Call For Papers: What is Liberalism?
Submission deadline: April 2nd, 2019
Postliberal Thought is constructing its first issue, which will aim to give a comprehensive definition to “liberalism.” This definition will situate “liberalism” within the larger narrative of Christianity, rather than taking Liberalism as the true, hegemonic narrative in which Christianity plays a auxiliary role as a “religion”. This definition will adequately account for and ground the superficial differences in Classical and contemporary liberalism, Continental and Anglo-American liberalism, and theological and philosophical liberalism, so that people can speak of, oppose, or support “liberalism” simply and without qualifications. This definition will serve as prologomena to all future discussions of postliberalism and the meaning of a postliberal society.

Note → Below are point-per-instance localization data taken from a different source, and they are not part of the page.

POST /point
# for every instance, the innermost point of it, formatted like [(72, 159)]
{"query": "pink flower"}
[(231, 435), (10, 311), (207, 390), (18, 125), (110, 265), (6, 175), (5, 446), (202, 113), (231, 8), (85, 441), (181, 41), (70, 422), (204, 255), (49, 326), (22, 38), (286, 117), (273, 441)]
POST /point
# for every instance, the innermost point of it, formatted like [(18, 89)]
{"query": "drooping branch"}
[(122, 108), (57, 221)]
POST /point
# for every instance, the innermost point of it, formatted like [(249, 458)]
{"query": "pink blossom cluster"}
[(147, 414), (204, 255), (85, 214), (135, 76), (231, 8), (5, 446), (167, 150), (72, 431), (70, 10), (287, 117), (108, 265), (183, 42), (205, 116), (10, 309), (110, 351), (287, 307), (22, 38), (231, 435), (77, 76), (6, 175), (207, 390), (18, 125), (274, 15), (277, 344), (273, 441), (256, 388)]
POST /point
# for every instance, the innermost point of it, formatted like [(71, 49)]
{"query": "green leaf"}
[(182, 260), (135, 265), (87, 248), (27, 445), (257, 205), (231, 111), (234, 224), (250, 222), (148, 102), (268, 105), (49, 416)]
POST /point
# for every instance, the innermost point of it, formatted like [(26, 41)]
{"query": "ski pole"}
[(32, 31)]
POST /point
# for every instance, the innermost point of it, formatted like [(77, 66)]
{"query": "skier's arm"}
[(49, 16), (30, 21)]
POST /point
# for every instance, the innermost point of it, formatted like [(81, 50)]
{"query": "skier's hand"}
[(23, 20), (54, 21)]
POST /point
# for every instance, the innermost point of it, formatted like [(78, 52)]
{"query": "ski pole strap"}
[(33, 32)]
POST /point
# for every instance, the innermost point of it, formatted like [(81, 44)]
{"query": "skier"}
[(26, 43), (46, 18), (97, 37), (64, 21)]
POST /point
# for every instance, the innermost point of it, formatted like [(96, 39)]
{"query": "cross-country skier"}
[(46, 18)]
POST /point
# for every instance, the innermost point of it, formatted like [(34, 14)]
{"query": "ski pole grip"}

We are calling for papers that can articulate and defend any “part” of this definition. These topics might include, but are not limited to, liberal anthropology; Adam and Eve in the liberal tradition; the person as an individual rational actor in pursuit of utility; the primacy of the will; contractual relations vs. personal relations; language of rights vs. language of love; legal positivism; scientific positivism/scientism; the compartmentalization of life into public and private spheres; the doctrine of progress; the concept of hierarchy in the liberal tradition; the fall and original sin in the liberal tradition; John Rawls’ theory of justice; absolute sovereignty; the separation of Church and State; the Market vs. markets; hegemonic vs. particular jurisprudence; peace and violence in the liberal tradition, etc.
Good papers will ground particular features of liberal societies (i.e. technocracy, consumerism, free market capitalism) in theological or philosophical assumptions/formulations of the fathers of liberalism (i.e. Locke, Hobbes, Rousseau), with clear explanations of how these assumptions/formulations depart from, subvert, or otherwise alter the philosophical and theological presumptions of Christianity.
Bad papers will (a) narrow in too specifically on the thought of one particular thinker (i.e. What Did Adorno Really Think About Rights?) while leaving the overall tradition of liberalism un-penetrated or (b) they will assume the definitions of the liberal categories they purport to deconstruct/explain within the meta-narrative of Christianity.
Papers will fall into two categories: peer-reviewed articles and essays.
Peer-reviewed articles will be reviewed for academic rigor and methodology, and should be 2,000+ words.
Essays, like the articles, should aim for academic rigor and methodology, but need not be unnecessarily fearful and nitpicking. That is, they should not be boring to read, and should remain under 2,000 words.